Face detection is a problem in computer vision for locating and localizing one or more faces in a photograph. Locating a face in a photograph refers to finding the coordinates of the face in the image, whereas localization refers to demarcating the extent of the face, often via a bounding box around the face. Detecting faces in a photograph is easily solved by humans, although has historically been challenging for computers given the dynamic nature of faces.

For facial landmark detection, we have selected the Multi-task Convolutional Neural Network (MTCNN) algorithm developed by Kaipeng Zhang et al. We chose this algorithm as the neural network is large enough and fast enough exploit advantages of the dataflow based execution model. The MTCNN model consists of 3 separate networks: the P-Net, the R-Net, and the O-Net.

In the P-Net, for each scaled image, a 12x12 kernel runs through the image, searching for a face. Within each of these 12x12 kernels, 3 convolutions are run through with 3x3 kernels. After every convolution layer, a prelu layer is implemented. In addition, a maxpool layer is put in after the first prelu layer. After the third convolution layer, the network splits into two layers. The activations from the third layer are passed to two separate convolution layers, and a softmax layer after one of those convolution layers. One of the convolution layers outputs the probability of a face being in each bounding box, while the other convolution outputs the coordinates of the bounding boxes.

R-Net has a similar structure, but with even more layers. It takes the P-Net bounding boxes as its inputs, and refines its coordinates. he end, giving out two outputs: the coordinates of the new bounding boxes and the machine’s confidence in each bounding box. Finally, O-Net takes the R-Net bounding boxes as inputs and marks down the coordinates of facial landmarks.

Dataflow inspired Neural Network chips

Deep learning has emerged as one of the most important computational workloads in recent years. To meet its growing computations demands, we have seen a rise in the development of dataflow inspired chips specialized for processing neural networks.

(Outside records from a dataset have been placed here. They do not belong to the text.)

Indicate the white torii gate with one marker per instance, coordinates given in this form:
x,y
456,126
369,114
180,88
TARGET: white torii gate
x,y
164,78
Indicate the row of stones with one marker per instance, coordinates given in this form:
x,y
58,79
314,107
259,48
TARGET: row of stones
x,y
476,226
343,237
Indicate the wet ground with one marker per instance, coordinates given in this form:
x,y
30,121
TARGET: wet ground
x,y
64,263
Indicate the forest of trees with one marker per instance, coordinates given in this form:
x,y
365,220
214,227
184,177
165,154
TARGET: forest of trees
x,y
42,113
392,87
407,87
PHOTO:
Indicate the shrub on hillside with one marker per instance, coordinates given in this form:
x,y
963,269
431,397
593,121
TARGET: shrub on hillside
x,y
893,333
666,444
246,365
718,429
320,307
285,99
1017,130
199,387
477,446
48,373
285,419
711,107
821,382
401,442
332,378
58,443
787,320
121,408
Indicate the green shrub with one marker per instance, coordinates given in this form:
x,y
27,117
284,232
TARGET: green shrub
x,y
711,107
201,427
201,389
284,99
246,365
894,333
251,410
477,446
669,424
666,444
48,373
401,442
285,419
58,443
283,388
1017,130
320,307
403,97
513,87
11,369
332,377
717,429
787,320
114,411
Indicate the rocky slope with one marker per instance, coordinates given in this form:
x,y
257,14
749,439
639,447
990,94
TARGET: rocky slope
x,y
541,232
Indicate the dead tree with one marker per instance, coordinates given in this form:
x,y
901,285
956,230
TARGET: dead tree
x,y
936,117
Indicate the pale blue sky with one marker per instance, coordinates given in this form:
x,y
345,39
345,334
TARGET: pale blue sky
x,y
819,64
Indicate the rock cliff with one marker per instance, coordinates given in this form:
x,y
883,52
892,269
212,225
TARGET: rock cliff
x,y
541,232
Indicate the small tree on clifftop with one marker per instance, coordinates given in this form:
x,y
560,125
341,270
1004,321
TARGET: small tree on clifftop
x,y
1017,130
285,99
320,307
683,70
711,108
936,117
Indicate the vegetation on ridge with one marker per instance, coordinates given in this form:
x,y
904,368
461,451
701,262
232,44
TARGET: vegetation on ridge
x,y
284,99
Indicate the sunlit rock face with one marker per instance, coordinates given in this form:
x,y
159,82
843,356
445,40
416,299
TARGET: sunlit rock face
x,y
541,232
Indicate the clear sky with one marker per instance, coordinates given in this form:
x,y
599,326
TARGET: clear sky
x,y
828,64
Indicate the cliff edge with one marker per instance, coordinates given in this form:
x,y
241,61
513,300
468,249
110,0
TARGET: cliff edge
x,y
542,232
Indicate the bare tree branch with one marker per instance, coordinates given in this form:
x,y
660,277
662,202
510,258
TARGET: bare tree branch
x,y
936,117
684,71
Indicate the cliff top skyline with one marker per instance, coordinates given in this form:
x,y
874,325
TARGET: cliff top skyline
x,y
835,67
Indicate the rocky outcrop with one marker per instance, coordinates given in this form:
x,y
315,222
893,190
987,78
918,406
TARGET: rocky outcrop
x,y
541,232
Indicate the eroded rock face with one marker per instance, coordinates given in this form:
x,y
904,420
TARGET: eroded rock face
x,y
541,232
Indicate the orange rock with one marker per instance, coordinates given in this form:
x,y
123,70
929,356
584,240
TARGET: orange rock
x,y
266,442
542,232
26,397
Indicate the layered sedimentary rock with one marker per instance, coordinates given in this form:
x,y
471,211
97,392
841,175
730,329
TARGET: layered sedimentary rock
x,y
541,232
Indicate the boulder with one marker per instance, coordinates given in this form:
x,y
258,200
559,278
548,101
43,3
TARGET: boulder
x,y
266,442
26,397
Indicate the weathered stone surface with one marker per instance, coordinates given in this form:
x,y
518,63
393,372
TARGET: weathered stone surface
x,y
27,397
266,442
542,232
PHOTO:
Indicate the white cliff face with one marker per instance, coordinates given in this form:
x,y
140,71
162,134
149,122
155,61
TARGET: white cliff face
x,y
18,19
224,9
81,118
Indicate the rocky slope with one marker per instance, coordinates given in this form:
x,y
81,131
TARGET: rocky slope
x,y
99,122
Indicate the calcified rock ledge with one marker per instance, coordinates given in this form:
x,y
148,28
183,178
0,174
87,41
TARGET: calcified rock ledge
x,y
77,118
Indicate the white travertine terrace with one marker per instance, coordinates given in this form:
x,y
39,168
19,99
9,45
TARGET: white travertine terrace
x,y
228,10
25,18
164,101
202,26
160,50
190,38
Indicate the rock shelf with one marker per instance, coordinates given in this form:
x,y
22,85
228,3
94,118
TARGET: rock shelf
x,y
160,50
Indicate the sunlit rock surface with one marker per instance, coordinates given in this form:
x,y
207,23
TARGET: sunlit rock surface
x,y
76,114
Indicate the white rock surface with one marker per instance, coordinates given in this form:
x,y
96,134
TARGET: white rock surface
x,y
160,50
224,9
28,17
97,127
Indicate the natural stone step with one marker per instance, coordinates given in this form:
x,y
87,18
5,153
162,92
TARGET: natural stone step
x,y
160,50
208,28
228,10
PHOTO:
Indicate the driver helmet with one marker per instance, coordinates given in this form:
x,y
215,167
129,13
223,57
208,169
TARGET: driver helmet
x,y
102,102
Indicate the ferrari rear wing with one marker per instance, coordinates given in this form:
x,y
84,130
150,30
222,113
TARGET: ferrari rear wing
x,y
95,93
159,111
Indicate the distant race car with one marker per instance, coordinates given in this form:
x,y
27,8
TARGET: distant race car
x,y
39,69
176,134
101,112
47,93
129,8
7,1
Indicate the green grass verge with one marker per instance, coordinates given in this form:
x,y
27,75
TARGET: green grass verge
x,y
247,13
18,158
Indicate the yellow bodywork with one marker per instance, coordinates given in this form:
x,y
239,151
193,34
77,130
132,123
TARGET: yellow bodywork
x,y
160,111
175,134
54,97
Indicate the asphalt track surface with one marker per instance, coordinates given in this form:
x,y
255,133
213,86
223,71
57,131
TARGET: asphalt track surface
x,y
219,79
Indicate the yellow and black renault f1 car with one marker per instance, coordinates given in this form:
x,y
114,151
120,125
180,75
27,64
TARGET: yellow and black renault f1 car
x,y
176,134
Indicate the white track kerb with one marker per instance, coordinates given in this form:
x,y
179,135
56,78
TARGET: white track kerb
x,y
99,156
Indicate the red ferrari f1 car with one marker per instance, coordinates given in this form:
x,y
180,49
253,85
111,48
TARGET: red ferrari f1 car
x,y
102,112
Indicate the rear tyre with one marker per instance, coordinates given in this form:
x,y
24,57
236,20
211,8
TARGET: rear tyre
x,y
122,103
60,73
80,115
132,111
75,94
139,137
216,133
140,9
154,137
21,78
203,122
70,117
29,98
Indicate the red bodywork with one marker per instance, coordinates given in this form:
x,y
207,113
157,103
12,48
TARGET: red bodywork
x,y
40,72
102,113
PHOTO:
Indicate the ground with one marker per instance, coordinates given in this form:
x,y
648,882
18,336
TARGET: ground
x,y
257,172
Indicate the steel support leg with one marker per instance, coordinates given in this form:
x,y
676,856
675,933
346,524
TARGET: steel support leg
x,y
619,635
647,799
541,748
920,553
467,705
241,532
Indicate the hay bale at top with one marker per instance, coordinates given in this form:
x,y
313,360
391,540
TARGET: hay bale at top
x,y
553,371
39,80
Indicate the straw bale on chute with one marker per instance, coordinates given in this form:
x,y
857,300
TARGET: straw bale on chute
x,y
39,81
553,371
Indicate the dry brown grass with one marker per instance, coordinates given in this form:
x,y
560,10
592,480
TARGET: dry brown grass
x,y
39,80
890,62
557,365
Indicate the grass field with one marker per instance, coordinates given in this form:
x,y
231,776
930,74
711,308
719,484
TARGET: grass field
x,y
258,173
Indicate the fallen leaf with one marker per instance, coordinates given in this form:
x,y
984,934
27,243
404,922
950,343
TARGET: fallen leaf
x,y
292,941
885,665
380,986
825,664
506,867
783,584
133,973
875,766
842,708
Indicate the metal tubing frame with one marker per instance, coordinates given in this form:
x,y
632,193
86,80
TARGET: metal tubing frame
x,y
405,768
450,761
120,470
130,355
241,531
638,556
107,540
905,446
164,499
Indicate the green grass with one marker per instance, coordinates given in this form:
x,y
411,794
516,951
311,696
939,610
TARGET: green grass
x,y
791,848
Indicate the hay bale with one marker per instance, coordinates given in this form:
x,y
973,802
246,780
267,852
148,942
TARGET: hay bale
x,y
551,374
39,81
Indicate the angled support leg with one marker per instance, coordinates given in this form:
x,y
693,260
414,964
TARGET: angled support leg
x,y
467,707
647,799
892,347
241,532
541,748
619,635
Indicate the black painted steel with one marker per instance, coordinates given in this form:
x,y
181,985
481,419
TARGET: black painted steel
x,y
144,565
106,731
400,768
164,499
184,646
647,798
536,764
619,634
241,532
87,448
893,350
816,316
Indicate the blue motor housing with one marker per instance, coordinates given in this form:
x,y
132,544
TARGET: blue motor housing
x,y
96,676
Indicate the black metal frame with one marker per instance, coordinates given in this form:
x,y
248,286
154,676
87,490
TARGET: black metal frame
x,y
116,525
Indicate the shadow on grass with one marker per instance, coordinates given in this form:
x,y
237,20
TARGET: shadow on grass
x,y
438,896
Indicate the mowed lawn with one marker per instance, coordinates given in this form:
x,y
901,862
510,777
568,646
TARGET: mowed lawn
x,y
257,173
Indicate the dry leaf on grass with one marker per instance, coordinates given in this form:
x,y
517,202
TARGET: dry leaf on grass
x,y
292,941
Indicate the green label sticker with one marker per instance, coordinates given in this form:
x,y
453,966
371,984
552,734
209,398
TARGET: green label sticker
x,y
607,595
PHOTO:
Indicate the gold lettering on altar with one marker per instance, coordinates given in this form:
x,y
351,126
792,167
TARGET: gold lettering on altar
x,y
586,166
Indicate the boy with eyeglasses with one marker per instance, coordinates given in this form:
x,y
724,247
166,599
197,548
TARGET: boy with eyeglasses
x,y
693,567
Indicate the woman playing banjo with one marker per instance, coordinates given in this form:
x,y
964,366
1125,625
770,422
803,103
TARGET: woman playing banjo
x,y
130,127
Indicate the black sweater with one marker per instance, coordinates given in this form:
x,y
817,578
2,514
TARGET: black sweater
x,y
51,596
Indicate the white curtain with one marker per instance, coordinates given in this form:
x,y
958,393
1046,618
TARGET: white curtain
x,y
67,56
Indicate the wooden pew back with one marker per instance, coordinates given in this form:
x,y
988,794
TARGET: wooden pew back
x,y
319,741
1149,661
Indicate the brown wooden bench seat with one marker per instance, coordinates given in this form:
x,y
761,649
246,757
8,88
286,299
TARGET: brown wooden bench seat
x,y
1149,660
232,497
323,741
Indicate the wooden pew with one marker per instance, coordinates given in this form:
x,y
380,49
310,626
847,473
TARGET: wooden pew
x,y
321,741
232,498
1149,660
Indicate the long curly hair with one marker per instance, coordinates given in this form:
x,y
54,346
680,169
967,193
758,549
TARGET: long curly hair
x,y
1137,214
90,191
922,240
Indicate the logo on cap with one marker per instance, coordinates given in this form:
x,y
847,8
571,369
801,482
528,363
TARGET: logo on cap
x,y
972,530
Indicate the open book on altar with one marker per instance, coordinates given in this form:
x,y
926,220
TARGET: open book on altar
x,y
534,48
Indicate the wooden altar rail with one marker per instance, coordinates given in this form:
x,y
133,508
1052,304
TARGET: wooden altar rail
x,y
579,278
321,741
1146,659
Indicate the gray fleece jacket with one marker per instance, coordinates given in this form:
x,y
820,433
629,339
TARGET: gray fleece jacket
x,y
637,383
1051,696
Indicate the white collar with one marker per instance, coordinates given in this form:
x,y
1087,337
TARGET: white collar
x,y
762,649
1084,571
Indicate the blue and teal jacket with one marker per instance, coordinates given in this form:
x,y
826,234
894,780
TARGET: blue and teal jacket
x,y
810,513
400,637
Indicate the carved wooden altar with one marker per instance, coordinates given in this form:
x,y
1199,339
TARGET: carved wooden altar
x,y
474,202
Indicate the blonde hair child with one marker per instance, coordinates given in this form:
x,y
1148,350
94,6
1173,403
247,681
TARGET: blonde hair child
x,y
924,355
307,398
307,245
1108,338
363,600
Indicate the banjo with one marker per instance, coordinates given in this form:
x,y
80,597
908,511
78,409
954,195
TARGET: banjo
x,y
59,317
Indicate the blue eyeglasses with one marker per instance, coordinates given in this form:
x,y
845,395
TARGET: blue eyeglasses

Cerebras is one of the projects where its cores are designed specifically for the sparse linear algebra of neural networks. To take advantage of this sparsity, the core has built-in, fine-grained dataflow scheduling, so that the compute is triggered by the data. We should also note the importance of software stack and Program Execution Model (PXM) highlighted by this project. The Cerebras software stack provides a seamless interface to existing high-level ML frameworks, such as TensorFlow and PyTorch. The graph compiler begins by extracting a dataflow graph representation of the neural network from the user-provided framework representation.

The Tianjic chip adopts a many-core architecture, reconfigurable building blocks and a streamlined dataflow with hybrid coding schemes, and can not only accommodate computer-science-based machine-learning algorithms, but also easily implement brain-inspired circuits and several coding schemes. By forming a parallel on-chip memory hierarchy and organizing the dataflow in a streaming fashion, the Tianjic chip can provide improved throughput and power efficiency.